That program was broadly viewed by the industry as problematic, with Edgecumbe having left his position after just two years in the role, and his successor, Emmanual Rodriguez, repeatedly refusing to communicate about the outcomes of the project. Rodriguez has stepped down from the CIO role. However, the AustralianIT reported in January 2011 that the so-called “People First” strategy had delivered about $523 million in savings in the long run, basing its article on an audit by consulting firm Ernst & Young of the initiative.
I wrote the following last week in a separate article, and I believe it applies here as well:
“After speaking with Deputy Premier Stoner and Minister Pearce yesterday, I was left with an overwhelming feeling of optimism about NSW’s chances. The pair know what they are talking about in this area, and they were very clearly aware of the issues which I mentioned in other states. They are actively working in this area in NSW and are absolutely across the details and the issues. They both “get” technology – including, surprisingly, enterprise IT – and are competent in discussing it with relation to their administration.
To say this is refreshing is an understatement. The previous Labor Government in NSW also had an ambitious IT modernisation and service delivery agenda, but it is highly debatable whether it ever actually managed to deliver on that agenda, and for the last five years of its life, getting any minister or even public servants to comment on any issue in this portfolio was basically next to impossible. IT was like the problem child for the Labor NSW Government. In comparison, the new Coalition NSW Government has placed IT front and centre, with ministers who understand the portfolio and are seeking to rapidly and aggressively develop the local industry.”
It’s hard to know right now to what extent NSW is actually delivering on its wide-ranging whole of government ICT strategy. There are many action points included in the document, and it involves dozens of departments.
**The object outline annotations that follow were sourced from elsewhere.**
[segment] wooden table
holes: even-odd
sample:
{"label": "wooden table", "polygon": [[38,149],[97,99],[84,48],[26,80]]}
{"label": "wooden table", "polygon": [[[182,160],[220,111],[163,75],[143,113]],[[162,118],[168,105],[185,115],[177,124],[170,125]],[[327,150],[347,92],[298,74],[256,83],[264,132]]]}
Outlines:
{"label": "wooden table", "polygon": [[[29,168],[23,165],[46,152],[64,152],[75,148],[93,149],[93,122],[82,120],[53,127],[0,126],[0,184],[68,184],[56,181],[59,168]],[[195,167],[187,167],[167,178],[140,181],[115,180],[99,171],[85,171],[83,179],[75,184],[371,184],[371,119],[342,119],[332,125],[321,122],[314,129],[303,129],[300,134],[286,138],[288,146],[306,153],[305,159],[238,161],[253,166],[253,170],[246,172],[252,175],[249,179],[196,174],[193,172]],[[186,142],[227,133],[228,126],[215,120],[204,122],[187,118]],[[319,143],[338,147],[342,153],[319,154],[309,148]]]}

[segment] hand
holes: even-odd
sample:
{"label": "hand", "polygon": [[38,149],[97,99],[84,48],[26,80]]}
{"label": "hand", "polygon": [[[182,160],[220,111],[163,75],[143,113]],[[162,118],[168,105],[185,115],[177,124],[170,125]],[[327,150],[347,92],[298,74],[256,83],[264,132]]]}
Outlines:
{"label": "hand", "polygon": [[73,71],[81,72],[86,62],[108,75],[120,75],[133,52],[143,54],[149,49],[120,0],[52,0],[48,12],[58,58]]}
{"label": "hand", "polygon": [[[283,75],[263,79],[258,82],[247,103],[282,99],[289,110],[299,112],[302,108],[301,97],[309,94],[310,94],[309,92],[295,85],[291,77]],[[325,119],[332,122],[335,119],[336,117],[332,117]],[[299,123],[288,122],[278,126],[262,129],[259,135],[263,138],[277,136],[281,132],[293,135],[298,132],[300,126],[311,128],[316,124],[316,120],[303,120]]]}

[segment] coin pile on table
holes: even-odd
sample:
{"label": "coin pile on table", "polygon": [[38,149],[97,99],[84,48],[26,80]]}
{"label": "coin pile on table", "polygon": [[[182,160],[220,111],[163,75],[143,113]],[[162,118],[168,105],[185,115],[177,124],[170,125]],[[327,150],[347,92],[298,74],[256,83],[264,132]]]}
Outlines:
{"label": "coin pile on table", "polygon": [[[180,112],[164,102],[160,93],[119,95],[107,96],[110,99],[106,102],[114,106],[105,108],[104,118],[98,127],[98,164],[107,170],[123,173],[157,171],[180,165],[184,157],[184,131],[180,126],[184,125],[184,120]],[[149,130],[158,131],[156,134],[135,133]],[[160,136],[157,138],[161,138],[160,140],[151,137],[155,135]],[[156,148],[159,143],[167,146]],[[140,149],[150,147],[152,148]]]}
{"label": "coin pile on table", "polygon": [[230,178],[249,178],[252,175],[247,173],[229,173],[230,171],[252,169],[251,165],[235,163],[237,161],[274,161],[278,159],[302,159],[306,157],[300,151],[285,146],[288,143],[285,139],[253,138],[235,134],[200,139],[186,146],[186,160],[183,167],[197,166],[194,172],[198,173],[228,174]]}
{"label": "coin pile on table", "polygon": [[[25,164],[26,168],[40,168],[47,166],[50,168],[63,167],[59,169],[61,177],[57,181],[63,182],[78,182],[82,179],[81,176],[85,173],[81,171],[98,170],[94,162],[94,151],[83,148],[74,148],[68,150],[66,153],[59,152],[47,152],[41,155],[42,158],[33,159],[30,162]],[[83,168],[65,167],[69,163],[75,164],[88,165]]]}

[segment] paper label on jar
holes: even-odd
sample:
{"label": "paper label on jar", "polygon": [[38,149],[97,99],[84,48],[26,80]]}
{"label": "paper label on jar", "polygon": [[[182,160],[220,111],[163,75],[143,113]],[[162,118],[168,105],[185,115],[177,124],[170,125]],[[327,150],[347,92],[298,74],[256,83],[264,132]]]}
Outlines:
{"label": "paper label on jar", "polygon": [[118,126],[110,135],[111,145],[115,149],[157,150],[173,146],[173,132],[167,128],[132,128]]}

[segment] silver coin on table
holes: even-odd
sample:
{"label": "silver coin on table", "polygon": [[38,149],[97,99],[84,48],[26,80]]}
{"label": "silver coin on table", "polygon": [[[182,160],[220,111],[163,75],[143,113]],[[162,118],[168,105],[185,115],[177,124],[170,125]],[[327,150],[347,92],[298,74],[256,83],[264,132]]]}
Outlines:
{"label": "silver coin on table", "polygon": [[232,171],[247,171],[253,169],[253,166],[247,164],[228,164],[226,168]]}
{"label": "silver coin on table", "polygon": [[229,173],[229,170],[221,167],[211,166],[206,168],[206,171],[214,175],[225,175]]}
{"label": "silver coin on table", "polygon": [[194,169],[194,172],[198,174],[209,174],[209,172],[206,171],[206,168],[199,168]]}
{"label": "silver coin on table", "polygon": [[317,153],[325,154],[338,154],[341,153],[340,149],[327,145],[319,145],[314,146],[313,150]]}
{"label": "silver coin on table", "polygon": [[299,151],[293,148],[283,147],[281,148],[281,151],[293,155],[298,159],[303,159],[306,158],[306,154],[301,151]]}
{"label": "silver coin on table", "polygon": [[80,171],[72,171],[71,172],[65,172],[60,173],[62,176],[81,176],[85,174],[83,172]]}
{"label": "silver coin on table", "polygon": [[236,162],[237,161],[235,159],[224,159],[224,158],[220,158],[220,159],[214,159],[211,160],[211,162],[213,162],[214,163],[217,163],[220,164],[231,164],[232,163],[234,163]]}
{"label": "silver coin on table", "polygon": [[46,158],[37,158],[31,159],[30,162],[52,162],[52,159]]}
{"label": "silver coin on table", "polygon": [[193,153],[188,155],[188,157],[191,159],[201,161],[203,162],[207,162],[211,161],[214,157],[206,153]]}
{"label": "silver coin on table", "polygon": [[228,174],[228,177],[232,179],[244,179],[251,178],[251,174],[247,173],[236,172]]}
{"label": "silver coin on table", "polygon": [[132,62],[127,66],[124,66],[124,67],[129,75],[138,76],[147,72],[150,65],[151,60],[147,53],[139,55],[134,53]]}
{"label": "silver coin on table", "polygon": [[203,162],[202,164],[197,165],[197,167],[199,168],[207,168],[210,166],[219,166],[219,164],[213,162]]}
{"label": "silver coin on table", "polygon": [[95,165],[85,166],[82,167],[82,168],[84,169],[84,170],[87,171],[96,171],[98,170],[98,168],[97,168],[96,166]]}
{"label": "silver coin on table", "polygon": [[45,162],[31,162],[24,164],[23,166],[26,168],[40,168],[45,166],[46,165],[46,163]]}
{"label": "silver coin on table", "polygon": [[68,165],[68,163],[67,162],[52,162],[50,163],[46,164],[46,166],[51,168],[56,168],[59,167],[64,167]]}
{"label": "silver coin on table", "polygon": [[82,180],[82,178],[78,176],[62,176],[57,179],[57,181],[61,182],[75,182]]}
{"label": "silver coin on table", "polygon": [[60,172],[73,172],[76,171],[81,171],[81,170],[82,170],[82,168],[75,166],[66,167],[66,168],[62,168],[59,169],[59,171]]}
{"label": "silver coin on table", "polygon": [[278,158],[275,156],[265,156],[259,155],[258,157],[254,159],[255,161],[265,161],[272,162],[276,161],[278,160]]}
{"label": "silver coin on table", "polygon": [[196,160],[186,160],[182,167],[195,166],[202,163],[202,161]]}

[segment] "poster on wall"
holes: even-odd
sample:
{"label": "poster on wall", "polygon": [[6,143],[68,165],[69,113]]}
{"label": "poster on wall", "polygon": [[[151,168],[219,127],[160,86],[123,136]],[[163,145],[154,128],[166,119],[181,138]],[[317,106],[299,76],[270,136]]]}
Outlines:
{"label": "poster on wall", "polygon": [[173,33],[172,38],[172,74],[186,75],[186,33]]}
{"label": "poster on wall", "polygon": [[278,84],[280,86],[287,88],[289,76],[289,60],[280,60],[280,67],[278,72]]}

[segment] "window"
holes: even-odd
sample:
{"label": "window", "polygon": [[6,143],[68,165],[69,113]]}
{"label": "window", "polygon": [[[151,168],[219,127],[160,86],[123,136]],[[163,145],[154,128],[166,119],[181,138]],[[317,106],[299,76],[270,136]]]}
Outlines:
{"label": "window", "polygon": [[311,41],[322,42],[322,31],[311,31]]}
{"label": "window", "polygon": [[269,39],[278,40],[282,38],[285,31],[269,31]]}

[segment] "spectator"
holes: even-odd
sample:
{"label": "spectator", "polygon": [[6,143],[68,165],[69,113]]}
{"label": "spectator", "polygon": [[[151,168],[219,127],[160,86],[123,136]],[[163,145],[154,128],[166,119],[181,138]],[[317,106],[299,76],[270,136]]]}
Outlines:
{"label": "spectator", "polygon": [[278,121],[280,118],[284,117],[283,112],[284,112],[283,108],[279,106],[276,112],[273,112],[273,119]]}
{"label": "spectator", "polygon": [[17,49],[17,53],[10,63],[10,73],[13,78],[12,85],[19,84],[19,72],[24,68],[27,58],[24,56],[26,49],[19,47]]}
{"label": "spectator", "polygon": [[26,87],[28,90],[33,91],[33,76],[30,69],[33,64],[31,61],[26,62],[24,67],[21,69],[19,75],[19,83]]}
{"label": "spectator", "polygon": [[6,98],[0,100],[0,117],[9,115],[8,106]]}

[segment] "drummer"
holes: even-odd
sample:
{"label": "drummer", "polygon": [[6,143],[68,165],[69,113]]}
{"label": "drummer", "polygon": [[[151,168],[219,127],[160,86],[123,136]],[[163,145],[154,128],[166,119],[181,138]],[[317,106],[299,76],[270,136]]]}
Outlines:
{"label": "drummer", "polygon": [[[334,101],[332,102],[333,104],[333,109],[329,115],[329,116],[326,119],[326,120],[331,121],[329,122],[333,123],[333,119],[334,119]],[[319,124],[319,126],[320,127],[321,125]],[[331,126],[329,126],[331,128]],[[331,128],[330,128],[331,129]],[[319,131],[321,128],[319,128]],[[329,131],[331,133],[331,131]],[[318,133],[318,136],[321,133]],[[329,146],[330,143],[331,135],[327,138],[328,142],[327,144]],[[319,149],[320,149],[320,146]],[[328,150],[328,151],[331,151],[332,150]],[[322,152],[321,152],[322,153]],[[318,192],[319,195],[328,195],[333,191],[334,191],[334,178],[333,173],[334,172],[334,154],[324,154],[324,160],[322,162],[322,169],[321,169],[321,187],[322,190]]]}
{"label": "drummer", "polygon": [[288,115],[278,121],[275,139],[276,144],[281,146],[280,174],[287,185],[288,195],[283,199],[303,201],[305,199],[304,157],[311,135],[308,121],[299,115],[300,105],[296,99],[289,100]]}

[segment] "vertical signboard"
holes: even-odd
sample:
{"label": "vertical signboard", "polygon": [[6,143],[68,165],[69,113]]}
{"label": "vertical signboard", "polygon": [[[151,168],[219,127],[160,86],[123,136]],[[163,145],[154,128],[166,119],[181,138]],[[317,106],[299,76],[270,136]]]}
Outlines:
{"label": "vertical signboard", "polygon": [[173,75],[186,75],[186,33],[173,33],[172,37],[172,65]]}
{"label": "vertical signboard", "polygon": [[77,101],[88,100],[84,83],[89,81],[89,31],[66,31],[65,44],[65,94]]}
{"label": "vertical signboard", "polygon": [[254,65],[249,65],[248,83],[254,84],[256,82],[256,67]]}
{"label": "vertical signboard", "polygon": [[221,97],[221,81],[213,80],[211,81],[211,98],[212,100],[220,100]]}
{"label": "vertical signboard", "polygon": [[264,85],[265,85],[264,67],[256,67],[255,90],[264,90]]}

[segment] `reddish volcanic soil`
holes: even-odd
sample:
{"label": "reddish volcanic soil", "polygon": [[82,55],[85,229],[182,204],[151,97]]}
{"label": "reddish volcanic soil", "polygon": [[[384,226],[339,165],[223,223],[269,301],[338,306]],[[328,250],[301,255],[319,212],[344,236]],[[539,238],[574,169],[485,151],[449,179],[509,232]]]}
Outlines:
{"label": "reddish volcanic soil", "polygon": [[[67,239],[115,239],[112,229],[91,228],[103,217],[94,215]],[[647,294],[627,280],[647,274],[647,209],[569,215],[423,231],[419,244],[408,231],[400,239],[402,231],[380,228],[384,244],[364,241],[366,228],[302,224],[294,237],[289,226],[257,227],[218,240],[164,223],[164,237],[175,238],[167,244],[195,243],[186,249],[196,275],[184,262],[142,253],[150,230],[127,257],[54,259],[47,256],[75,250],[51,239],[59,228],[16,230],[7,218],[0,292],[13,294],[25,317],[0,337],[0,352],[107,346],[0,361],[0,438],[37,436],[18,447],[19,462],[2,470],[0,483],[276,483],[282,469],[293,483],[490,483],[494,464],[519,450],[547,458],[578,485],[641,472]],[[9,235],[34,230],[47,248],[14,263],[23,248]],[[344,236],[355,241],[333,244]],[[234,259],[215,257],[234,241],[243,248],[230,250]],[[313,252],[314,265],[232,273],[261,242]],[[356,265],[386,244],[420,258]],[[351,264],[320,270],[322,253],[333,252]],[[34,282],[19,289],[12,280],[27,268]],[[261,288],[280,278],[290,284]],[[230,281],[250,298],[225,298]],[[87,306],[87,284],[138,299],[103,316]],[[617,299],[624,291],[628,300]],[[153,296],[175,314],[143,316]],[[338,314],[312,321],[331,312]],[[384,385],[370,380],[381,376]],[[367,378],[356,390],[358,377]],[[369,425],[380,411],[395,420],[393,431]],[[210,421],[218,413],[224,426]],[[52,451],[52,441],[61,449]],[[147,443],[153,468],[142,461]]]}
No doubt the State Government is behind on quite a few aspects, but also ahead on some. That’s the nature of this kind of endeavour.
But what we definitely do know is that there is a great deal of movement in this space, being led by two highly informed and activist ministers, where previously there was little to no movement, and little to no interest in this portfolio by the political leaders of the NSW Government. The mood at last week’s ICT industry forum in NSW Parliament House was highly positive, and I recognised quite a few ICT industry luminaries at the event who seemed excited about the progress NSW is making. We can joke all we like about Big Kev, but the truth is that both Pearce and Stoner, not to mention the IT industry and government IT workers themselves, do actually seem “excited” about this strategy, and that’s a fantastic thing. Let’s hope the will for positive change in this area endures.